Surface sculpture overall very fine. Gena, vertex, mesonotum, mesopleuron, mesoscutellum and metanotum dull mat, weakly and sparsely punctate (Fig. 2). Propodeum, metapleuron, legs, sterna (more or less) and terga nitid (characterization of the terga possibly in error, at least partially influenced by residue); tergum I smooth, sparsely and weakly punctate; sterna II–VII imbricate.

Female: Unknown.

Figures 1–4.

Male holotype of Quexua cicra Bennett, sp. n. 1 Lateral habitus 2 Dorsal habitus 3 Facial aspect 4 Mesosoma in lateral view.


The specific epithet refers to the field station adjacent to the type locality of this species and is treated as a noun in apposition. CICRA (also known as Los Amigos Biological Station) is an acronym for Centro de Investigación Capacitación Río Los Amigos.


This is the first species of the genus known to have a sessile metasoma. In all others, the length of the first metasomal tergum is distinctly greater than its posterior breadth. Also notable, and possibly unique, are the widespread mat, iridescent sculpture and the length of pubescence of the compound eyes (at least much greater than the Quexuaspecies listed above).
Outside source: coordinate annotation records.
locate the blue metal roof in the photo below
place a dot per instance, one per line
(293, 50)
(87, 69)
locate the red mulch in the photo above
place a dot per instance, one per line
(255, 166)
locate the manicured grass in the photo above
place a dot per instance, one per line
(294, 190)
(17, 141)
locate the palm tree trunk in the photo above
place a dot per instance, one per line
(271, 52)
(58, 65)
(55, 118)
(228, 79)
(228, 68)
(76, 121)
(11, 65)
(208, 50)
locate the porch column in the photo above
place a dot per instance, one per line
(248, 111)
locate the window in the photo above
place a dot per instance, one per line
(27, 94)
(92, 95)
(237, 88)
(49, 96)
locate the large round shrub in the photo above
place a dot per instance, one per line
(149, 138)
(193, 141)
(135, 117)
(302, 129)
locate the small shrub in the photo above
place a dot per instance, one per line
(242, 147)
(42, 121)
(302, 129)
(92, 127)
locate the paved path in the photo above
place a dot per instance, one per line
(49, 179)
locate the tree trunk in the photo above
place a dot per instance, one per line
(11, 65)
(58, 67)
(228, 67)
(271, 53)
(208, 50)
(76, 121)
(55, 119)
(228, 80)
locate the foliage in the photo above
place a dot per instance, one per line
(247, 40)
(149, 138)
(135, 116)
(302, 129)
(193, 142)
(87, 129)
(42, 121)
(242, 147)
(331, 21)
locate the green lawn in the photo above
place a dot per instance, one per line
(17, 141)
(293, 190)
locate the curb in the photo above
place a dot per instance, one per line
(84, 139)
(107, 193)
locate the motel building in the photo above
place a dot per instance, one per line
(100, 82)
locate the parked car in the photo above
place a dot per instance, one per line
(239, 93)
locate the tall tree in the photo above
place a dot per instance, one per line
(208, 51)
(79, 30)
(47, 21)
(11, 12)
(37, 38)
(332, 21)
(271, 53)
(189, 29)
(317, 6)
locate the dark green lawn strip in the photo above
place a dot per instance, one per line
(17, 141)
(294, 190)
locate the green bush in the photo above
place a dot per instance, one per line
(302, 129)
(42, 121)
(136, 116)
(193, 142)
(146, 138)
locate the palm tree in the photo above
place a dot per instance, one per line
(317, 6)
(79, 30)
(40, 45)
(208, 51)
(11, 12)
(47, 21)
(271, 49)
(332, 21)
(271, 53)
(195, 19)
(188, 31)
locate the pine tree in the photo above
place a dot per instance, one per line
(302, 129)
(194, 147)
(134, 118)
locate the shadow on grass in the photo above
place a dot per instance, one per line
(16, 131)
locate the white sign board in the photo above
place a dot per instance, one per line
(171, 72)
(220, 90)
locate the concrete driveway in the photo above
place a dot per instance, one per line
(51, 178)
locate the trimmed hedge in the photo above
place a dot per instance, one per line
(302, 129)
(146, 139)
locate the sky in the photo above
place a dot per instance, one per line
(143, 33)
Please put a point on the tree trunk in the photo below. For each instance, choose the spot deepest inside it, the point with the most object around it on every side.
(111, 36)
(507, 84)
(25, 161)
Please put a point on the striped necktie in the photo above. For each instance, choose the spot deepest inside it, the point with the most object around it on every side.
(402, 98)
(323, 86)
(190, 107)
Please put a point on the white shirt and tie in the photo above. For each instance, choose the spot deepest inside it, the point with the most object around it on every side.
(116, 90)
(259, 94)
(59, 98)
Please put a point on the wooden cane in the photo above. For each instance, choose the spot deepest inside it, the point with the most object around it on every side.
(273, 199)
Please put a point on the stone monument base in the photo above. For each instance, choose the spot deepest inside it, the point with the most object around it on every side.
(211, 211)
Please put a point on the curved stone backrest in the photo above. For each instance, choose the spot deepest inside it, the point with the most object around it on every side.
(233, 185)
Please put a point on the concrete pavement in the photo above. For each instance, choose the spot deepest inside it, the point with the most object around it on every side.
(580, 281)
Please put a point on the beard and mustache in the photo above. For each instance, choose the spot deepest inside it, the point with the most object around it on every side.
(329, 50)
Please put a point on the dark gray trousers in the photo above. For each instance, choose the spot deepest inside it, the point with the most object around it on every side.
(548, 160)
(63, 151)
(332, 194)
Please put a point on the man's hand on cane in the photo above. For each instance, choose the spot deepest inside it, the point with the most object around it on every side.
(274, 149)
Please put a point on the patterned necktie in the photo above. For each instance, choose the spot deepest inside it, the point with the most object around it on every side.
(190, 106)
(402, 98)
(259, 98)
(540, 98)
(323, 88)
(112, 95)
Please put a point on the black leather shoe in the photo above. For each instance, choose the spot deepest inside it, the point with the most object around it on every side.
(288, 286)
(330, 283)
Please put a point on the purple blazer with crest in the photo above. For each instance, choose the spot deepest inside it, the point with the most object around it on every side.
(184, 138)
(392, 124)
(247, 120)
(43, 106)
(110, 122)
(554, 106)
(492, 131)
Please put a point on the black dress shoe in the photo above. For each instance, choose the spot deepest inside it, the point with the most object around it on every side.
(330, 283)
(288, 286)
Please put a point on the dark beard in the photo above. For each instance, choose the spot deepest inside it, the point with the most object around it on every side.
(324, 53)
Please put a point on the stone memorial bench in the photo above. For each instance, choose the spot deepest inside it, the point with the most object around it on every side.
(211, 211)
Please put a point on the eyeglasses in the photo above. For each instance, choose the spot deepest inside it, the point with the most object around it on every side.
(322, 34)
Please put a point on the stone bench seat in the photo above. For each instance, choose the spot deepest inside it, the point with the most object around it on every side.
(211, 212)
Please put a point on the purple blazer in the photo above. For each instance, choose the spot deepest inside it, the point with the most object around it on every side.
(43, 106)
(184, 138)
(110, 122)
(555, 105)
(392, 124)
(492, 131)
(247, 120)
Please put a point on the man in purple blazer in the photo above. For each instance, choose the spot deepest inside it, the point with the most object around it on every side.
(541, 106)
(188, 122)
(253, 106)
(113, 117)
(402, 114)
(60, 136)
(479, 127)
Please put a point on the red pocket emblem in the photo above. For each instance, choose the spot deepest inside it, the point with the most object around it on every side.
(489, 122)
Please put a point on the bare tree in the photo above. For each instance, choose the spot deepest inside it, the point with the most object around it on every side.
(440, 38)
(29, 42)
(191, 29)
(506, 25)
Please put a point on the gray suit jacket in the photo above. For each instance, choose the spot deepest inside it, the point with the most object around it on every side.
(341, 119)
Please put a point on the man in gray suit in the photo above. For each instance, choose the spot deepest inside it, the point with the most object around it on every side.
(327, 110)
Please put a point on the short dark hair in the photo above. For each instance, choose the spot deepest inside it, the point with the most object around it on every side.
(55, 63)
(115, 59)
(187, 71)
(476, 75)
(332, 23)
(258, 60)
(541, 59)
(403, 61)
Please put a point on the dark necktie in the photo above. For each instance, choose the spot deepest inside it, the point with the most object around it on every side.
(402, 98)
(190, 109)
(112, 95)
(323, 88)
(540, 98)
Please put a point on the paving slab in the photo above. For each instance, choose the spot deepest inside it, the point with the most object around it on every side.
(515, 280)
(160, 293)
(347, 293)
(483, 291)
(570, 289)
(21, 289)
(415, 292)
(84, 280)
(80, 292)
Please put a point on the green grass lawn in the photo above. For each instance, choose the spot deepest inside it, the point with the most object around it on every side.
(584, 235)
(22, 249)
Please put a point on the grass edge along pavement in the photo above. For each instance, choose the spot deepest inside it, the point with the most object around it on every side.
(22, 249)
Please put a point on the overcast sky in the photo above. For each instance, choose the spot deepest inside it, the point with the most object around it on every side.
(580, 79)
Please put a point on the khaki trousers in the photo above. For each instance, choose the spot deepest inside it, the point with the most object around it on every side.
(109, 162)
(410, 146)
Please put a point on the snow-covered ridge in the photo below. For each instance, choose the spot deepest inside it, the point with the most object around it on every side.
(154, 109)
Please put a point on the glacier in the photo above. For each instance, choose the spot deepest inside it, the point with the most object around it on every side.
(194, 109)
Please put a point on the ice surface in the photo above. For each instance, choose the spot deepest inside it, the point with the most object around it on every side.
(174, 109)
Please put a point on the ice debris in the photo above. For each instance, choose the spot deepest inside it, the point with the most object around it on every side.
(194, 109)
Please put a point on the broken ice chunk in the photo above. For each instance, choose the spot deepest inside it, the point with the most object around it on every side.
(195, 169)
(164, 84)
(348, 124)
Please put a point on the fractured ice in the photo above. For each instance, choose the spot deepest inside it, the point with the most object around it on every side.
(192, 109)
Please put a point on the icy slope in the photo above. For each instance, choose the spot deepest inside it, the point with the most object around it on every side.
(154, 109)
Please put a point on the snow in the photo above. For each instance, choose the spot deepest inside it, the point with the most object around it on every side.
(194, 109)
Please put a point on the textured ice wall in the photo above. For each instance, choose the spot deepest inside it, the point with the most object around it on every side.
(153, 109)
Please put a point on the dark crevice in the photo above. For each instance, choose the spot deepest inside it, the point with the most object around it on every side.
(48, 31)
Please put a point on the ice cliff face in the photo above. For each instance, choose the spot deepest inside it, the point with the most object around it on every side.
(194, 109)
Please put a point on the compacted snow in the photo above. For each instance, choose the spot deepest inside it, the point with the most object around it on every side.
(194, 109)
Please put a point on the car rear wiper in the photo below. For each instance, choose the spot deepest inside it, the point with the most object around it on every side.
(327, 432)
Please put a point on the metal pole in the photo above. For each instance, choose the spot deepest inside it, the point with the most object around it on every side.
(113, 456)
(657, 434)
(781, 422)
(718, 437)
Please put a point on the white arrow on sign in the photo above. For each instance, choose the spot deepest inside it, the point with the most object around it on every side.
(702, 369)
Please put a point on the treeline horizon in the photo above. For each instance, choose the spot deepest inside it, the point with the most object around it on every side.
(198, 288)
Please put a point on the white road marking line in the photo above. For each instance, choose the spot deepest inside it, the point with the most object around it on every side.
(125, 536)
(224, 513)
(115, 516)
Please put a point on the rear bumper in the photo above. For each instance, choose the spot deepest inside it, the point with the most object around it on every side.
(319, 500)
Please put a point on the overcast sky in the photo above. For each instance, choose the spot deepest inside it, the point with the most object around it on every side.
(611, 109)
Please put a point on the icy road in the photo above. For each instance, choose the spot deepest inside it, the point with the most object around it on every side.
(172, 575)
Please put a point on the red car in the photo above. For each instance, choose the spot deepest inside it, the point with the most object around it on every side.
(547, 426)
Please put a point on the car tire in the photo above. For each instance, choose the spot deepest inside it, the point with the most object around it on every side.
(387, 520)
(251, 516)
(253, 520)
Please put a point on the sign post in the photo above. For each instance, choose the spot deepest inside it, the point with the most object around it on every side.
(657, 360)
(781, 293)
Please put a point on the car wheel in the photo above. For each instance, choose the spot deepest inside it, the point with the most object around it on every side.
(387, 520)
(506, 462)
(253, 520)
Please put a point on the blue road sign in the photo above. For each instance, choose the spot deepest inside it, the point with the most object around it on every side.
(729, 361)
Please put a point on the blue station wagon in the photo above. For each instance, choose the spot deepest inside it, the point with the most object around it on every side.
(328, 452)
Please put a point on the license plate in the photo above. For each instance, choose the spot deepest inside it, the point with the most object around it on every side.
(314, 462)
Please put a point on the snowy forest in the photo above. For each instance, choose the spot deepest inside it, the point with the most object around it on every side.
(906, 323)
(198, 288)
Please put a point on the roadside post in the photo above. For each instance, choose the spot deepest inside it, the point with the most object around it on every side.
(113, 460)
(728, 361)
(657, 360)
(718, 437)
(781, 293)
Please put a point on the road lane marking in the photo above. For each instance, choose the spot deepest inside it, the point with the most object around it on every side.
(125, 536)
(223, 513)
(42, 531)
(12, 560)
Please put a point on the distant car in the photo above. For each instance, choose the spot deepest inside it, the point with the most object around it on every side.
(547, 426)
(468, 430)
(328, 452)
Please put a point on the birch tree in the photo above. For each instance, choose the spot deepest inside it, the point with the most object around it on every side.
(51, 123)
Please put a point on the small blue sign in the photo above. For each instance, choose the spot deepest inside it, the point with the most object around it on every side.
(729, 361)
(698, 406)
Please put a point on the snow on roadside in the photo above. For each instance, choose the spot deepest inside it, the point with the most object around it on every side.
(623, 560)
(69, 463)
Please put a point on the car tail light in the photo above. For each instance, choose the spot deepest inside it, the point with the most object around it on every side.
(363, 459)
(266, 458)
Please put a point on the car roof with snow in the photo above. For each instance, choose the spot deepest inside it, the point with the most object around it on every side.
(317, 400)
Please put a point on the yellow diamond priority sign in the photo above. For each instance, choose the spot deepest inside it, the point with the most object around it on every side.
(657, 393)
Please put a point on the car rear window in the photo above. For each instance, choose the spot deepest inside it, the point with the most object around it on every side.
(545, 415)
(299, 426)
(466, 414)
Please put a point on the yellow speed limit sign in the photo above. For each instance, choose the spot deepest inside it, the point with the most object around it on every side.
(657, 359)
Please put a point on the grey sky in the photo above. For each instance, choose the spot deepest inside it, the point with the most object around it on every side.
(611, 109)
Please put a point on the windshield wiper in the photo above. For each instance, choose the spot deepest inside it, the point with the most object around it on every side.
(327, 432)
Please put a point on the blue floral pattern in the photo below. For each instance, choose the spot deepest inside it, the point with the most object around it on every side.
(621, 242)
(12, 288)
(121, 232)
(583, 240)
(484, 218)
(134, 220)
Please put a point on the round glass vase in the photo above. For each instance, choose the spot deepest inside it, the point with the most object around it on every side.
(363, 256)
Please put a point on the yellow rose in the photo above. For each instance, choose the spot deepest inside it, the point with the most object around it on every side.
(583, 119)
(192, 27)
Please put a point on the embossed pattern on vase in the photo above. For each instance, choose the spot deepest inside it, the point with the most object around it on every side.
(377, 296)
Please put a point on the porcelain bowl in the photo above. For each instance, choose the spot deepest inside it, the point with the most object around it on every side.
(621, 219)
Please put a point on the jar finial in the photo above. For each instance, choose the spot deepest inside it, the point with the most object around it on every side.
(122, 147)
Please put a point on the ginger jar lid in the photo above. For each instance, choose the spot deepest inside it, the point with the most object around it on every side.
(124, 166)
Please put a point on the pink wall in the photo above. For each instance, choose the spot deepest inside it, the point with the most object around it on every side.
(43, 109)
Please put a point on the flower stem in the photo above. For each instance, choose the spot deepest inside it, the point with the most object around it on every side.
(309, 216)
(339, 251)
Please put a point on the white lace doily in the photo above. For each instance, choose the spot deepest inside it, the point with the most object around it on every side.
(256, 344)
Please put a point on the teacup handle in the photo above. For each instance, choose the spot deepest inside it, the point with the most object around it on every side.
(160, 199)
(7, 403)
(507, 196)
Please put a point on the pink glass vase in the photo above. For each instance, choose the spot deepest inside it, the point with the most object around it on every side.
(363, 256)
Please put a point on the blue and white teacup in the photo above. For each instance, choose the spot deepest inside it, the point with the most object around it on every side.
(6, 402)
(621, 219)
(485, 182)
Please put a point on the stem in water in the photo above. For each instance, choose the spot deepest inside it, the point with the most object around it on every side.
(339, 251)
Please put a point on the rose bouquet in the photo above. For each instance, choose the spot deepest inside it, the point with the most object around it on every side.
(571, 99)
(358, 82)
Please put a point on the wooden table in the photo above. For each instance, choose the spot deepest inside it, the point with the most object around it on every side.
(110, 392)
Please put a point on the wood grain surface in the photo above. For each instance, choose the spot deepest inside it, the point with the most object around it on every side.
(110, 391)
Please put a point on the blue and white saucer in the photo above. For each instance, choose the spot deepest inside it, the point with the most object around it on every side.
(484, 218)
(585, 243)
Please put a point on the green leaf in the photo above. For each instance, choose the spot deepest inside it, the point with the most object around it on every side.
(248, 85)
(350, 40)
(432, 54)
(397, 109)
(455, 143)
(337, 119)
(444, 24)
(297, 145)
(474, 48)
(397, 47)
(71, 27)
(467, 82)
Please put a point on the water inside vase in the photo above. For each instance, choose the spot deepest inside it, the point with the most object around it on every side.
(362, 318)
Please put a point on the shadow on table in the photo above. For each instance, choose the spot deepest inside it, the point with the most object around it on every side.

It is hoped that a female is soon captured and that biological observations of the genus at large will be made.


I am grateful to Caroline Chaboo, Choru Shin, Diana Silva, and Malena Vilchez for their efforts in the field; to Diana Silva, Mabel Alvarado, and Luis Figueroa for assistance obtaining permits; to Michael Engel for reading an early draft and supplying helpful comments; and to Volker Lohrmann and an anonymous referee for their careful reviews and useful suggestions. This is a contribution of the Division of Entomology, University of Kansas Natural History Museum.